Question
Assume the following information: Quoted Price Value of Canadian dollar in U.S. dollars $.90 Value of New Zealand dollar in U.S. dollars $.30 Value of
Assume the following information:
Quoted Price
Value of Canadian dollar in U.S. dollars $.90
Value of New Zealand dollar in U.S. dollars $.30
Value of Canadian dollar in New Zealand dollars NZ$3.02
Given this information, is triangular arbitrage possible?If so, explain the steps that would reflect triangular arbitrage, and compute the profit from this strategy if you had $1,000,000 to use. What market forces would occur to eliminate any further possibilities of triangular arbitrage?

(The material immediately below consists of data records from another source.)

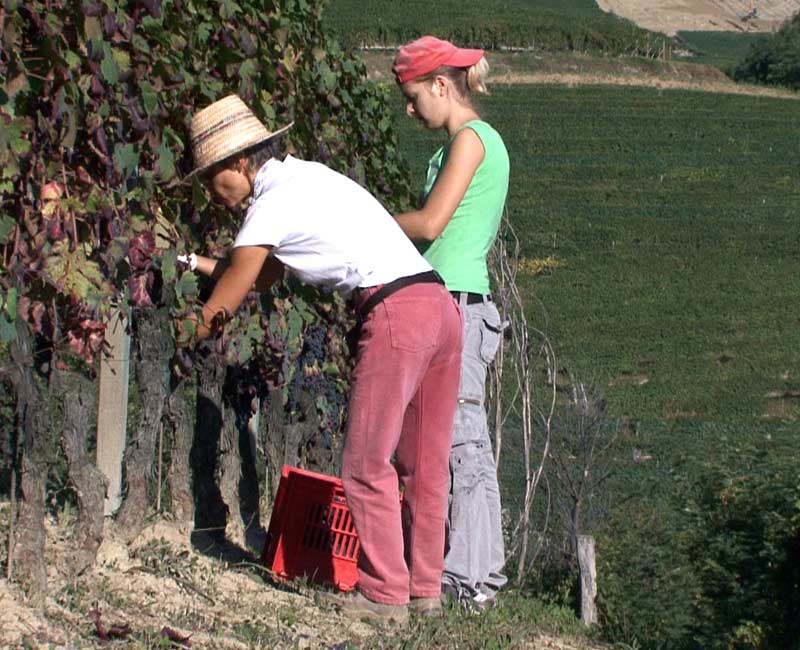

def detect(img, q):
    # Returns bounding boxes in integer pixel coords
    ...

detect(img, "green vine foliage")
[0,0,411,440]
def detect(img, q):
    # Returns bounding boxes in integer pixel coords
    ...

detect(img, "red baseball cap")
[392,36,483,84]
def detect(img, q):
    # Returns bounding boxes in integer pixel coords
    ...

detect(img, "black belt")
[356,271,444,321]
[450,291,492,305]
[345,271,444,355]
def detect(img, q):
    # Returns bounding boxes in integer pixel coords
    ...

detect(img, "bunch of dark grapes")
[286,325,347,443]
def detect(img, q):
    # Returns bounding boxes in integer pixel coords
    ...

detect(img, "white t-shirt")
[234,156,431,295]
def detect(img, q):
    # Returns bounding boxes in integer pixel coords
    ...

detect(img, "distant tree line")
[733,13,800,90]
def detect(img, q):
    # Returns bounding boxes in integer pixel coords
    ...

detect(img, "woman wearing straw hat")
[178,95,462,621]
[393,36,509,609]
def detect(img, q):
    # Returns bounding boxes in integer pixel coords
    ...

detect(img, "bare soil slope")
[597,0,800,35]
[0,503,600,650]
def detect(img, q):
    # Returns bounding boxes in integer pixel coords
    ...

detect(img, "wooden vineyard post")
[578,535,597,625]
[97,313,131,516]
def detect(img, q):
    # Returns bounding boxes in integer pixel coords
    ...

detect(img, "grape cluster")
[286,325,347,436]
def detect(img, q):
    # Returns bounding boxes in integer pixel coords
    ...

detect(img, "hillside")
[597,0,800,35]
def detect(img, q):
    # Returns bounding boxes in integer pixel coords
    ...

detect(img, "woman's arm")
[197,246,272,339]
[194,255,285,293]
[395,128,485,241]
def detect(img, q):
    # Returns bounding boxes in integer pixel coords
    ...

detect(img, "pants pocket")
[480,309,509,365]
[383,296,442,352]
[448,443,481,531]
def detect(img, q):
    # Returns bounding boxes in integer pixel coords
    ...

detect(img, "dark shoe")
[408,598,444,618]
[319,590,408,624]
[441,583,497,614]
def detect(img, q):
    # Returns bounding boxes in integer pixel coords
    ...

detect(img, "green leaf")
[139,81,158,115]
[114,143,139,178]
[156,142,175,181]
[175,271,197,296]
[131,34,150,54]
[286,310,303,341]
[0,314,17,343]
[100,51,119,85]
[0,214,16,244]
[64,50,81,70]
[161,250,178,282]
[5,287,17,320]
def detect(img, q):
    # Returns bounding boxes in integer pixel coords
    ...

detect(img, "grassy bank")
[324,0,665,55]
[390,85,800,648]
[390,86,800,421]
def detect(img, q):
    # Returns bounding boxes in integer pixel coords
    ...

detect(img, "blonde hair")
[422,56,489,99]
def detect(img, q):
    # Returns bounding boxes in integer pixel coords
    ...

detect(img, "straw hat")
[187,95,294,178]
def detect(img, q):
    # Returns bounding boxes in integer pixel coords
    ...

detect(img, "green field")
[386,78,800,648]
[390,86,800,421]
[324,0,663,54]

a)Diamond Bank expects that the Singapore dollar will depreciate against the dollar from its spot rate of $.43 to $.42 in 60 days. The following interbank lending and borrowing rates exist:
Lending Rate Borrowing Rate
U.S. dollar 7.0% 7.2%
Singapore dollar 22.0% 24.0%
Diamond Bank considers borrowing 10 million Singapore dollars in the interbank market and investing the funds in dollars for 60 days. Estimate the profits (or losses) that could be earned from this strategy. Should Diamond Bank pursue this strategy?
b)If there is 10% inflation in Brazil, 15% inflation in Argentina, and the Argentine peso weakens by 21% relative to the Brazilian real, by how much has the peso strengthened or weakened in real terms.What effect do you expect that this change in the real exchange
rate would have on trade between the two countries?